Greetings, I am trying to reconcile the output of some metrics given by Nsight Compute.

I was optimizing our kernels, and got a decent spike in performance. I am trying to identify more precisely whether it’s due to reducing thread divergence, or memory transfer overhead. That is, Warp State Statistics revealed issues with CPI Stall 'Long Scoreboard':

On average each warp of this kernel spends ... cycles being stalled waiting for a scoreboard dependency on a L1TEX (local, global, surface, texture) operation. This represents about (some percent) of the total average of ... cycles between issuing two instructions.

Introducing optimizations only marginally improved the situation with the CPI Stall 'Long Scoreboard', so I attributed the performance boost to reducing thread divergence. However, opening up Memory Workload Analysis showed a significant reduction in the number of instructions issued to L1/L2 caches, e.g. Global Load Cached, Texture Load, etc.

My question is, how closely do metrics presented in Memory Workload Analysis correlate to CPI Stall 'Long Scoreboard'? From what I gathered, the later is about memory access overhead?

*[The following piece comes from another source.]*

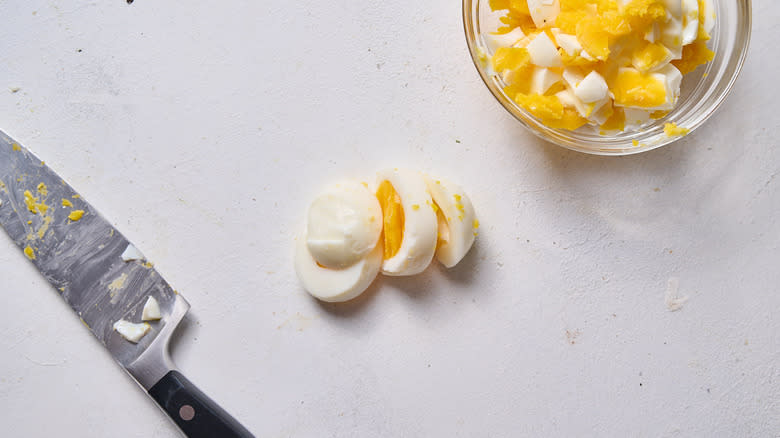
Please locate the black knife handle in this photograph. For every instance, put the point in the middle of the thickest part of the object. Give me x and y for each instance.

In the Warp State Statistics section, the stalls indicate how many cycles warps were stalled, on average, over your kernel duration, and for a certain (stall) reason. You found correctly that Long Scoreboard stalls normally indicate that the warp was waiting on the result of a device memory load instruction (e.g. a “global load”). However, looking at stalls can only translate into performance improvements if the ‘No Eligible [%]’ metric is high. Otherwise the kernel already hides those latencies anyway. In those cases, reducing stalls basically moves warps from one stall reason to ‘Not Selected’, as the scheduler is fully busy issuing instructions already.

If you reduced the number of instructions in total, it might still be the case in your optimized kernel that these instructions are stalled on average the same number of cycles due to Long Scoreboard stalls. However, since you execute fewer instructions overall, the kernel is also faster. It might be interesting to compare e.g. the data under Instruction Statistics.

Which instructions in your code are stalled by which exact stall reason can be seen in the Source page, when selecting the “Sampling Data” metrics, or one of the individual warp stall metrics. Note though that on this page metrics are sampled over all warp schedulers and over the duration of your kernel, so it can be skewed for small kernels without enough samples.

Obviously, there can also be other explanations for the perf improvement, but this would be one I could infer from the data you have given.